Spring is time for growth and renewal. But the world and the weather have been volatile this past week as we moved into this new season.
Growth is painful. I’d be lying if I didn’t say I’ve been in a funk for the last year. I left one job and took another, my father died, our daughter married, our son moved home to the US, and my house is a complete mess. BUT through all of this turmoil and upheavel, I have continued to cook.
I may print some of my cooking adventures out to cleanse myself, but not all at once. You as the reader won’t appreciate my purging, only I would.
So here’s to spring, new growth, moving on and putting away the Christmas decorations this Easter weekend.
Syrian Semolina and Nut Cake
I am a big fan of The Splendid Table. It is an American Public Media radio broadcast that can also be found on most podcast libraries. Lynn Rosetto Kasper has the best radio voice ever! I could listen to her all day. She is charming to her guests and to us, her listeners. Syrian Semolina and Nut Cake from the author Anissa Helou from her cookbook Sweet Middle East was featured last month. She describes it as a “delectable syrupy sponge cake topped with mixed nuts.”
I was drawn to the nuts as ingredients in the recipe. I have a stash of nuts in the freezer and my husband has been noshing on them lately. The rest of the ingredients I did not have in my pantry: semolina, baker’s sugar, orange blossom water and rose water. I was not in a mood to go out searching store to store for these ingredients, so I went online. King Arthur Flour had everything I needed in one location. What a wonderful website and a great reference for baking.
Go to The Splendid Table website for the recipe and you will see that it is a pretty easy cake to put together. Flour, butter, sugar, yogurt, baking soda and of course NUTS.
The fragrant sugar syrup on the other hand was challenging. The orange blossom and rose water were extremely fragrant and seemed to be competing with each other as flavors. Once they settled down it was better.
1.Timing. The cake has to set for 3 hours before baking, so plan accordingly.
2.Syrup. Even though the author recommends putting the syrup on the cake for it to soak in, I do not recommend doing that. The syrup was overpoweringly sweet and fragrant, just as the author stated. It was so sweet that it took away from the flavor of the cake and the nuts.
It is also quite possible that I overcooked the syrup and it wasn’t the proper consistency to soak into the cake. My husband and I liked the cake, but the syrup made the cake too sweet.

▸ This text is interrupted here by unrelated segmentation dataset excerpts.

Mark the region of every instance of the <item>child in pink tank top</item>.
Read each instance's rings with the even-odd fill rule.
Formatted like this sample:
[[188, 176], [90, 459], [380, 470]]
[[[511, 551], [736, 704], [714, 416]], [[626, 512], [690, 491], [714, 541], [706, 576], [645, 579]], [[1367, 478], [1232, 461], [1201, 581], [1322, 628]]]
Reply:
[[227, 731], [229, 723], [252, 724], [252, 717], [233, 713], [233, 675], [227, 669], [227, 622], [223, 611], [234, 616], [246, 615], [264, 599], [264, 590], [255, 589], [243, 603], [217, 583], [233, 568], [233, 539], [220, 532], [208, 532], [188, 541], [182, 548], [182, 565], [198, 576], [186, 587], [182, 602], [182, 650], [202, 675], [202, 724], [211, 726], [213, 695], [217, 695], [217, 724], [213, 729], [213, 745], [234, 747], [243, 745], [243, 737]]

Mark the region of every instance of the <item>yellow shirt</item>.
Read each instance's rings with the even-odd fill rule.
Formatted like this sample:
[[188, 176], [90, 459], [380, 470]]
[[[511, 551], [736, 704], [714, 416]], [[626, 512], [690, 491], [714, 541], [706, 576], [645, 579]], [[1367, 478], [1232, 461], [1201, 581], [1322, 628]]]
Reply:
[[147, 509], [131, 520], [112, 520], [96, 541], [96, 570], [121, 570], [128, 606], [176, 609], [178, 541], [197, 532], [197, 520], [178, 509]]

I would recommend serving the cake, plain, with the syrup on the side and maybe with some plain or vanilla yogurt as a dollop.
3.Ingredients. Simple to make with complex ingredients. I had never purchased these ingredients before, ever. Semolina flour is used with breads or dough, like pizza, to give them extra crunch. Baker’s sugar is very fine. I used to shrug it off when I saw it in recipes and made my own by processing regular sugar. But this had such a lovely quality of fineness that I’ll think differently about it in the future.
Orange blossom water and rose water. I’d heard of rose water but never orange blossom water. I actually saw an episode of Good Eats with Alton Brown where he made rose water from chemical-free roses at home. This web post from Pam in the Garden follows the Alton Brown step-by-step process of making rose water. Orange blossom water and rose water I have seen as ingredients for baklava, but I’ve never had them on hand before. The uses for the fragrant waters go beyond food and are beneficial to skin and health enhancers.
4.Nuts. Despite the recipe directions to add the nuts prior to baking, they run the risk of burning. I would recommend adding them halfway through the baking time to prevent the char.
We had a blizzard hit here two days ago and I’ve been sick in bed all week so writing this blog helped me leap out of the doldrums. Thanks for reading. Be fearless and keep cooking.